The High Window is, I think, not as successful as the best of Chandler’s work; it probably falls somewhere between The Big Sleep and The Lade in the Lake (which I have a soft spot for). (In my estimation, the apex of the Marlowe saga is The Long Goodbye and its nadir is Playback). I found the unbroken succession of interview/interrogations felt very static, and I wished that at some moment the narrative would break loose, that something would actually happen. All the deaths (and other crimes) take place, as it were, off-stage, and there’s a strange claustrophobia that hangs over the novel as a result. It doesn’t help that the opening interview with a prickly client takes place in much the same setting as in The Big Sleep, with Mrs Murdock’s port taking the place of General Sternwood’s orchids. In fact, Marlow’s description of the effect of the orchids could describe the arid hothouse feeling of The High Window:
The air was thick, wet, steamy and larded with the cloying smell of tropical orchids in bloom.
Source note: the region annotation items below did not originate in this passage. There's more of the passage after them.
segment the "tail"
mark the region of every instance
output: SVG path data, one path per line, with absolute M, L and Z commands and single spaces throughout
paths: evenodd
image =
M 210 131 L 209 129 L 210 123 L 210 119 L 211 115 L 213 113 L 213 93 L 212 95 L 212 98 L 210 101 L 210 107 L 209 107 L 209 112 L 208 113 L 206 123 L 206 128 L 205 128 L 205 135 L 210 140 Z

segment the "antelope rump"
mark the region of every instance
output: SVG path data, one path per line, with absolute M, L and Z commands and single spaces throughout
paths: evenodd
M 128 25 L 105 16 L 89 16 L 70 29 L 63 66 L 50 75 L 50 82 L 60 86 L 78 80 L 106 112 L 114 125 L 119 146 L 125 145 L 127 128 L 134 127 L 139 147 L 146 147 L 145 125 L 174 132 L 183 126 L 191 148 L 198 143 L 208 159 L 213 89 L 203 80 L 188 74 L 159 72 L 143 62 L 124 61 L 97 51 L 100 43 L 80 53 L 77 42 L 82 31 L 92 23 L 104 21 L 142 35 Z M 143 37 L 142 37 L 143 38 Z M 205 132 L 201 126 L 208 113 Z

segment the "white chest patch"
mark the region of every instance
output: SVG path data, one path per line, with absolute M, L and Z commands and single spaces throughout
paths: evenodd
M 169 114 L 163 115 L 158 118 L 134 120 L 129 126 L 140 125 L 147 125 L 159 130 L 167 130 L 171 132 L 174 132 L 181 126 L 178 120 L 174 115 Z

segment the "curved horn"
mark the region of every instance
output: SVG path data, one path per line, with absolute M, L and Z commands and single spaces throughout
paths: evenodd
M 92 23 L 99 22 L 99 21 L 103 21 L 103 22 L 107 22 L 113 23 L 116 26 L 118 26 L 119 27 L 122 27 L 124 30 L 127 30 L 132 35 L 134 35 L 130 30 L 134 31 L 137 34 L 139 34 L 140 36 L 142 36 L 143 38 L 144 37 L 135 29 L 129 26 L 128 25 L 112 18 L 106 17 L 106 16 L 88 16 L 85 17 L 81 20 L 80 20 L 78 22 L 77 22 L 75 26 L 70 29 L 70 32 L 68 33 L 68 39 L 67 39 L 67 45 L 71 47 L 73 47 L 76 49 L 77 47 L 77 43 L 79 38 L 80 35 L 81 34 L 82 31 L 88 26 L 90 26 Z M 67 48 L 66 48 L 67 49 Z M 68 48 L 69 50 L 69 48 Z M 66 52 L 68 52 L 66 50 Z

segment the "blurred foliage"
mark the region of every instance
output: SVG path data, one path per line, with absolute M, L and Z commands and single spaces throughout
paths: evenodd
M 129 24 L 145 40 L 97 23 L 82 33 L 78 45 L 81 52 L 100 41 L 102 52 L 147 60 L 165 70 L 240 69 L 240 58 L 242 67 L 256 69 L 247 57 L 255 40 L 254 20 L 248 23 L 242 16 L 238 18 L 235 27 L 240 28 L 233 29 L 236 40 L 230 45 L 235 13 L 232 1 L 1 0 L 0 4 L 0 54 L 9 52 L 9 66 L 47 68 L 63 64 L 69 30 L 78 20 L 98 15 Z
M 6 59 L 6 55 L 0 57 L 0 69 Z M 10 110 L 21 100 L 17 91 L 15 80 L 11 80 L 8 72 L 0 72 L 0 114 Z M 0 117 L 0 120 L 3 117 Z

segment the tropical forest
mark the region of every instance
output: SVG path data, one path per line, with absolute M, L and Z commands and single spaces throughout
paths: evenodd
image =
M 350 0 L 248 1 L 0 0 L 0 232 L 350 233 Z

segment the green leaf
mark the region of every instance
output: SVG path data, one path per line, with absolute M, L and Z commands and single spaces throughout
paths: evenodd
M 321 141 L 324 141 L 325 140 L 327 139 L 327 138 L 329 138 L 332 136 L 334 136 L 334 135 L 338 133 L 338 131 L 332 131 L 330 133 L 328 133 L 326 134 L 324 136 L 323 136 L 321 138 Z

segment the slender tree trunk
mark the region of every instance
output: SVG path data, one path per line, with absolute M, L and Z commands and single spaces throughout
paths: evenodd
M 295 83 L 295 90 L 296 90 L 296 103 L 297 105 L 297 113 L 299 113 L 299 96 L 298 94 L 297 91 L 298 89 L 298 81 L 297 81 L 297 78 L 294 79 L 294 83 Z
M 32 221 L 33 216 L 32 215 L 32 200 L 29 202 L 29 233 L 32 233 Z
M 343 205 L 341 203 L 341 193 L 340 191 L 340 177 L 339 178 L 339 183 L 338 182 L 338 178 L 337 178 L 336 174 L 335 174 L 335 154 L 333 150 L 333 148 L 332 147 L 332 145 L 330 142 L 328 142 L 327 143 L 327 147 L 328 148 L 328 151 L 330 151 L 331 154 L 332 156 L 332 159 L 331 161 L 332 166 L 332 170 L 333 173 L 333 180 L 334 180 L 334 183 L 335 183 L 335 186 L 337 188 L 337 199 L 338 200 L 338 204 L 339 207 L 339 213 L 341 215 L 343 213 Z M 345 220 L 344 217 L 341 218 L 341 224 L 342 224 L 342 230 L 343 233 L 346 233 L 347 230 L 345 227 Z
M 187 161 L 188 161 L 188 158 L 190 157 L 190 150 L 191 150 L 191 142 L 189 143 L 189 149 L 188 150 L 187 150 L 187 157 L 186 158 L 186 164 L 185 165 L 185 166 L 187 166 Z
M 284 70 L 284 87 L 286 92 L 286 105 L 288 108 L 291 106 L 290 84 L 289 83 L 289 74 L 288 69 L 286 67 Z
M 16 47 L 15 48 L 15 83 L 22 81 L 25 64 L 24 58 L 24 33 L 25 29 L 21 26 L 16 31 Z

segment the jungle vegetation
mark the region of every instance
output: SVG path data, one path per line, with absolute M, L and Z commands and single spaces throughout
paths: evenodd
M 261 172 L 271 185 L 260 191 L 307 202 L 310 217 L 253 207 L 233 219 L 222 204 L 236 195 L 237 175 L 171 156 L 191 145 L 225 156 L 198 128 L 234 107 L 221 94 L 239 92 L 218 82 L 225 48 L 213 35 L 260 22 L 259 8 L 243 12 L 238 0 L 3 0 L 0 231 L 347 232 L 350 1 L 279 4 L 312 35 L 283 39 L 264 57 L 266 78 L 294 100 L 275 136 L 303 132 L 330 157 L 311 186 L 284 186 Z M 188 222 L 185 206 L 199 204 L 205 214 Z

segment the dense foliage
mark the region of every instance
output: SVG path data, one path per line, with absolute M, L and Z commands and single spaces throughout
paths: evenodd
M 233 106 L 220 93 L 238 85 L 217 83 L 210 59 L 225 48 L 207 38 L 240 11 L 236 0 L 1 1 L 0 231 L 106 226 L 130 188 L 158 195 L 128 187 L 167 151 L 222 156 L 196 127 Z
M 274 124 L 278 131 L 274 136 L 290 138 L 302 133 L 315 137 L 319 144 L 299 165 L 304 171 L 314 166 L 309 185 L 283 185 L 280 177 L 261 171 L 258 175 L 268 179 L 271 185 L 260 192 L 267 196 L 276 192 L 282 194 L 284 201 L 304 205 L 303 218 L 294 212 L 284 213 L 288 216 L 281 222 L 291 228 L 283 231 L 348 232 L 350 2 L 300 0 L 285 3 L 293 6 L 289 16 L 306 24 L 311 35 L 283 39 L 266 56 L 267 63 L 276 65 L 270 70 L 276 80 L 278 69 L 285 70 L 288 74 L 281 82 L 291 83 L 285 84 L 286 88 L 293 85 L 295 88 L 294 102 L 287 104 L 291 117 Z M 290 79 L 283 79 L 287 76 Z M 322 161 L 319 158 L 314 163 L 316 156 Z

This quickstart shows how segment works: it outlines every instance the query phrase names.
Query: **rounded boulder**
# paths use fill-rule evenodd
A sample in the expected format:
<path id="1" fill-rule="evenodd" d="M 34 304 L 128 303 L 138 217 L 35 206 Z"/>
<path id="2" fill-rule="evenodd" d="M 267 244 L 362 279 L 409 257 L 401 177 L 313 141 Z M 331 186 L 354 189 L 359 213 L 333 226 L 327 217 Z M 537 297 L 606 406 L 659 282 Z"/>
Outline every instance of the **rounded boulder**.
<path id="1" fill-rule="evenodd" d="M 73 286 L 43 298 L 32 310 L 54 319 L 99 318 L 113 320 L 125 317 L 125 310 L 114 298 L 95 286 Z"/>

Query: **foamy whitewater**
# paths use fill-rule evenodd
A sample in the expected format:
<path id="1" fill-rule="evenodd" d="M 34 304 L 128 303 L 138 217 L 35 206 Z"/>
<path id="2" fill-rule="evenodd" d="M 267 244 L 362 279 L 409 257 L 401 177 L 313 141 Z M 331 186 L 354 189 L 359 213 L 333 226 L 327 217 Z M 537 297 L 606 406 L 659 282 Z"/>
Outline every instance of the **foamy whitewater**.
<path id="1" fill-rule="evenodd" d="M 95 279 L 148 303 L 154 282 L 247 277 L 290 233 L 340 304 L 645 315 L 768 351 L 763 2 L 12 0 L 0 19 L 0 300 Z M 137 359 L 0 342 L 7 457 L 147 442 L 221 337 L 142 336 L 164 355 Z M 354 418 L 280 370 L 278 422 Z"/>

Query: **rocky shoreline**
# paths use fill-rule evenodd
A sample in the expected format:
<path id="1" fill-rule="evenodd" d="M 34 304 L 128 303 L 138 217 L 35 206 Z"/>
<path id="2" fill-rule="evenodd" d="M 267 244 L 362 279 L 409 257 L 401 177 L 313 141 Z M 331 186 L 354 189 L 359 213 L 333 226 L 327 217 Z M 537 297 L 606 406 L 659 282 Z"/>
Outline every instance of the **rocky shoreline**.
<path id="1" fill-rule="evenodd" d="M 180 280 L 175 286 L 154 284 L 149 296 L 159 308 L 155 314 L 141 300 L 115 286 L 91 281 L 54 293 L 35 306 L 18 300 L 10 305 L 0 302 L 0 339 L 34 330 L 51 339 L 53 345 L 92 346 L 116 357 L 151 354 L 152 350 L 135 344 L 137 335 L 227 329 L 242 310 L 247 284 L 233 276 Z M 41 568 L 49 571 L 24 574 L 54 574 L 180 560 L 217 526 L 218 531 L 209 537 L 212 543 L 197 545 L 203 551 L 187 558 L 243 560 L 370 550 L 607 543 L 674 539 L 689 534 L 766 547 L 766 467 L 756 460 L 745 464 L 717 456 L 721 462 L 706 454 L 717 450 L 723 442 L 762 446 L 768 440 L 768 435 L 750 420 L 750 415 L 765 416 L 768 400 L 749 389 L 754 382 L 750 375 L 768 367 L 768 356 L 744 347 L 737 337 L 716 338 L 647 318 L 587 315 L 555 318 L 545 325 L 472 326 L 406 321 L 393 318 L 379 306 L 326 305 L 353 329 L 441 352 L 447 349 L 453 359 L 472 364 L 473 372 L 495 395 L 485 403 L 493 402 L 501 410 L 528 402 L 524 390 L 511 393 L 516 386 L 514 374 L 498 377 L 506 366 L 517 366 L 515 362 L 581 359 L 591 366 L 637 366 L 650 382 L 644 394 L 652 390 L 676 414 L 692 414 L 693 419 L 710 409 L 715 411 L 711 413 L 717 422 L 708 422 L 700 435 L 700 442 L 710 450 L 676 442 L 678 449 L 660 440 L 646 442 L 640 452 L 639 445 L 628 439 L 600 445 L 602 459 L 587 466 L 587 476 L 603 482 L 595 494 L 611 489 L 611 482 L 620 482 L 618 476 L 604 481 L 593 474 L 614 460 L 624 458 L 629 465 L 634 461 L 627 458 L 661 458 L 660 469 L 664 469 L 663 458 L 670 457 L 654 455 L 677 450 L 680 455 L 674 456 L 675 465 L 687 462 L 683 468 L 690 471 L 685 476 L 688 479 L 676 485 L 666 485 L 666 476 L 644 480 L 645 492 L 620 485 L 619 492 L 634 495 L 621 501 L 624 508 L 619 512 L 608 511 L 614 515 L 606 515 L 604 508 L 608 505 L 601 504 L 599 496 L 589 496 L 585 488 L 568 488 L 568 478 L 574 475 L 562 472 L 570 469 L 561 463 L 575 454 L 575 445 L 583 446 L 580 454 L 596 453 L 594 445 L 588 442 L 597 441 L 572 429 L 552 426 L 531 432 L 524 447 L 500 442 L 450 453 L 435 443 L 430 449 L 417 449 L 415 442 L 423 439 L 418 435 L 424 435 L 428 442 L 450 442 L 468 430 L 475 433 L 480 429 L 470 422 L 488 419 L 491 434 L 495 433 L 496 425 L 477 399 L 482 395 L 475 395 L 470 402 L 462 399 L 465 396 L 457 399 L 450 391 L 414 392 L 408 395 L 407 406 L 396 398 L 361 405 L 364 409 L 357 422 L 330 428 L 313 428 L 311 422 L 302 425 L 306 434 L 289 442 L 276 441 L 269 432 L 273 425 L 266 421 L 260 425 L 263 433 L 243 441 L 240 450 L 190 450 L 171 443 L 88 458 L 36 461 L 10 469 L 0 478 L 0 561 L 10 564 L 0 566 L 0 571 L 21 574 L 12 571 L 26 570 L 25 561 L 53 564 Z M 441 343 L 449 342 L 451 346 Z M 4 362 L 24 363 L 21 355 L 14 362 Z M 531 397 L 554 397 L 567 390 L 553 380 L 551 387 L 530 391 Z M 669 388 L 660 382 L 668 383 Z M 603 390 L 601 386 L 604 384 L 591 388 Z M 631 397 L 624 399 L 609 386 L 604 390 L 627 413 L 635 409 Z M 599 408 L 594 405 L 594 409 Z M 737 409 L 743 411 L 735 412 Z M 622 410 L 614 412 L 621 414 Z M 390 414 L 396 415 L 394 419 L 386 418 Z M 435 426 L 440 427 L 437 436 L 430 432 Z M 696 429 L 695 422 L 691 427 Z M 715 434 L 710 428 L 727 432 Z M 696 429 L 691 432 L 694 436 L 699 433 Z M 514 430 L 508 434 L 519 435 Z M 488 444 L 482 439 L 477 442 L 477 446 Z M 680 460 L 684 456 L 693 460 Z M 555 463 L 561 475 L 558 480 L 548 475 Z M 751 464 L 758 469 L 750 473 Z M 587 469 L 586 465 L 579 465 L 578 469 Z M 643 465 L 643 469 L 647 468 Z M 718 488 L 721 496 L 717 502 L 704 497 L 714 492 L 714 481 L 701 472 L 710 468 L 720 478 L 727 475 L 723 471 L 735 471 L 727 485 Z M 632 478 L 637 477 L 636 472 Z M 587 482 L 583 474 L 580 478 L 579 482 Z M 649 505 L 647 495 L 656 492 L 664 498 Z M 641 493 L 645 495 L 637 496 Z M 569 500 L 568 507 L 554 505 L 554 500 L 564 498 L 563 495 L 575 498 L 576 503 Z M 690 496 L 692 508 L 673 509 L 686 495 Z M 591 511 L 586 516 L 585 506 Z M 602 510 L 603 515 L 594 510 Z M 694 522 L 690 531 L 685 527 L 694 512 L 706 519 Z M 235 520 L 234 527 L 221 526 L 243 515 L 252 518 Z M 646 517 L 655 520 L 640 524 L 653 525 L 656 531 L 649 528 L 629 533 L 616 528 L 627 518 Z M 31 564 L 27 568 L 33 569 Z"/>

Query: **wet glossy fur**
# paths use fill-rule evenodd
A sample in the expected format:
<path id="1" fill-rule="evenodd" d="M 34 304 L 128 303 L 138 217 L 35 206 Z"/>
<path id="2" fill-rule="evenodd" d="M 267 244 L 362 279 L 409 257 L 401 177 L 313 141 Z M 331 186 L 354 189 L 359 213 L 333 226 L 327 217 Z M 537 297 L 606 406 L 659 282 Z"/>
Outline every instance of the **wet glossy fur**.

The glass walls and roof were heavily misted and big drops of moisture splashed down on the plants. The light had an unreal greenish color, like light filtered through an aquarium tank. The plants filled the place, a forest of them, with nasty meaty leaves and talked like the newly washed fingers of dead men.
From The High Window:
It was so dark in there that at first I couldn’t see anything but the outdoors light coming throug thick bushes and screens. Then I saw that the room was a sort of sun porch that had been allowed to get completely overgrown outside. It was furnished with grass rugs and reed stuff. There was a reed chaise longue over by the window. It had a curved back and enough cushions to stuff an elephant and there was a woman leaning back on it with a wine glass in her hand. I could smell the thick scented alcoholic odor of the wine before I could see her properly.
Given that there are only six novels in the Marlowe canon (does anyone include Poodle Springs?), I may take the time to reread them all and try to work out what’s really there versus what’s been layed on Chandler that he my not deserve. Jameson wrote a short book on Chandler last year, The Detections of Totality, so it might be worth starting with that.